Ms. Long bravely wrote:
I am sharing this story because I am Adam Lanza’s mother. I am Dylan Klebold’s and Eric Harris’s mother. I am Jason Holmes’s mother. I am Jared Loughner’s mother. I am Seung-Hui Cho’s mother. And these boys—and their mothers—need help. In the wake of another horrific national tragedy, it’s easy to talk about guns. But it’s time to talk about mental illness.
That paragraph should bring tears to your eyes. Ms. Long understands because she lives it every day. Guns are not the issue, rebuilding a mental health system that provides the help that the violently psychotic and their families need is the right answer.

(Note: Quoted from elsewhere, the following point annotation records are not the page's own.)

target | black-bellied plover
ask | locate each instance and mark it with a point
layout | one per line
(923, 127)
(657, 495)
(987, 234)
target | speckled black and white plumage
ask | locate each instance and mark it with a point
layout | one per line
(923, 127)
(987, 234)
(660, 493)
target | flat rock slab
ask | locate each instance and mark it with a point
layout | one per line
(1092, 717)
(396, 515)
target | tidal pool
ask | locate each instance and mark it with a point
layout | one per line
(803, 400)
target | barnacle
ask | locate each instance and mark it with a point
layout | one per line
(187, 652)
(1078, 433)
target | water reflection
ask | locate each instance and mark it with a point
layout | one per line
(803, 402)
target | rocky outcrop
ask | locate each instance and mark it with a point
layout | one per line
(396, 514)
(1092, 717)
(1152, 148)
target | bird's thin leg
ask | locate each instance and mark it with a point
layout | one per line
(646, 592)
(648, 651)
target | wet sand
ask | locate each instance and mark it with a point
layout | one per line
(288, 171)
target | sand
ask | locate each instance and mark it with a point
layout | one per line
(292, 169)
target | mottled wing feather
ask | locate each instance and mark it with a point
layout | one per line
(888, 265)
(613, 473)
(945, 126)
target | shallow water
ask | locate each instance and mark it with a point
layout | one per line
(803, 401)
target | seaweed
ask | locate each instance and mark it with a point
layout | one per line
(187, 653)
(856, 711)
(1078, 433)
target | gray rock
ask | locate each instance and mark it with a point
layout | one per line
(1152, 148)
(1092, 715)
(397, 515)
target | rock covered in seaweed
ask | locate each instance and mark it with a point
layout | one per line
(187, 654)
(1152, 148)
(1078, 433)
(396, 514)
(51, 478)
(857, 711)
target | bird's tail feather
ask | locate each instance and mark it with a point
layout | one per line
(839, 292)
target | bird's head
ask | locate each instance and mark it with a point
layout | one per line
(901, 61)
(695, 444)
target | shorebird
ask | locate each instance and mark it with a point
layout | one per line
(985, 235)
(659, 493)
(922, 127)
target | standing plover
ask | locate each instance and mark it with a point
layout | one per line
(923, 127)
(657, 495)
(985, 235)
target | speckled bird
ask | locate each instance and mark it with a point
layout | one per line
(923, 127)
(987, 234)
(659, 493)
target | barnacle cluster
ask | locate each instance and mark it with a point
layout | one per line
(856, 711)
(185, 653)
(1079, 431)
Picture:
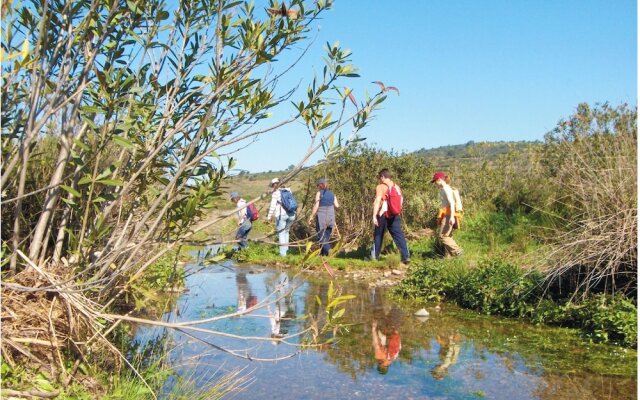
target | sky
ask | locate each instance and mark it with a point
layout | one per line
(468, 70)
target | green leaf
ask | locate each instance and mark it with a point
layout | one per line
(111, 182)
(86, 179)
(71, 190)
(126, 143)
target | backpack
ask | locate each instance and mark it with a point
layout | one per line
(288, 201)
(252, 212)
(394, 201)
(457, 199)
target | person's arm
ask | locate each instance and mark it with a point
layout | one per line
(316, 205)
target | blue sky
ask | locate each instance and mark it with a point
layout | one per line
(470, 70)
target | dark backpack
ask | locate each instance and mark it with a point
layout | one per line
(288, 201)
(394, 201)
(252, 212)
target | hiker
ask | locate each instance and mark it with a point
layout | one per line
(446, 216)
(324, 210)
(458, 202)
(244, 223)
(387, 207)
(283, 218)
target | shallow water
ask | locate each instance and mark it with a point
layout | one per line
(452, 354)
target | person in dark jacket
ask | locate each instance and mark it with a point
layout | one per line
(325, 215)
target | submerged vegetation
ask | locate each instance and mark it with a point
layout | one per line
(114, 119)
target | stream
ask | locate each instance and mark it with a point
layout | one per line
(385, 352)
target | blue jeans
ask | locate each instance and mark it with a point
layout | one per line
(283, 224)
(392, 224)
(324, 237)
(242, 233)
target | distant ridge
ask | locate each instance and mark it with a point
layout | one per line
(486, 151)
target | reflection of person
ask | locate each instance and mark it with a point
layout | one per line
(383, 220)
(246, 299)
(244, 223)
(325, 204)
(446, 215)
(449, 351)
(386, 345)
(283, 219)
(276, 316)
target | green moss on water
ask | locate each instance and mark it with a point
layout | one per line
(552, 350)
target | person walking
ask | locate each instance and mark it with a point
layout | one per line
(325, 215)
(386, 216)
(446, 216)
(283, 219)
(244, 223)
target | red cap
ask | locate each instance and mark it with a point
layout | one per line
(438, 175)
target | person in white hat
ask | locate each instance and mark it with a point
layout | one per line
(283, 219)
(325, 215)
(244, 224)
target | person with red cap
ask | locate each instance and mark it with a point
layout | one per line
(446, 216)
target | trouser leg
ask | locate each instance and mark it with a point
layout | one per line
(395, 229)
(283, 234)
(242, 234)
(445, 235)
(324, 237)
(378, 233)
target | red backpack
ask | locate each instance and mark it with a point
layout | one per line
(394, 201)
(252, 212)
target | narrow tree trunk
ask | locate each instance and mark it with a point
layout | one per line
(52, 197)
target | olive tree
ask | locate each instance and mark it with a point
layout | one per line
(140, 98)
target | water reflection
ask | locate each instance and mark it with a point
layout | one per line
(385, 332)
(386, 354)
(449, 352)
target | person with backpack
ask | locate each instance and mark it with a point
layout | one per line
(244, 222)
(446, 216)
(458, 202)
(283, 208)
(324, 210)
(387, 209)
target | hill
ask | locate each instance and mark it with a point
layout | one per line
(471, 151)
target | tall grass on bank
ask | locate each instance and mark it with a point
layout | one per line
(497, 287)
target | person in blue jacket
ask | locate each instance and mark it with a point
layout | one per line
(325, 215)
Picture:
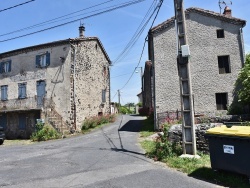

In my not so humble opinion, Mayor Bloomberg and his freedom-hating buddies are cowards. Yes, cowards, and I’d tell them to their face if they had the courage to face people like Liza Long or live with her son for a couple of months. They’d rather pass some quick legislation to violate the Constitution and punish tens of millions of innocent gun owners who have never committed a crime and never will. Bloomberg and his freedom-hating buddies would rather cowardly further their personal agendas and pretend that they solved a serious problem than actually face the messy business that is the wreckage of America’s mental health system. Shame on them. Shame.
Hell has a special place for gutless politicians like Bloomberg and his ilk who turn a blind eye to the Liza Longs and the now murdered Nancy Lanzas of our country. Time to drop the emotional, anti-freedom bumper stickers and pretend quick fixes and deal with the real issue. I pray that the rest of the country wakes up and finds the courage to fix our shameful mental health system to accommodate long-term inpatient care for those that need it. The child, spouse, or family member that you save might be your own.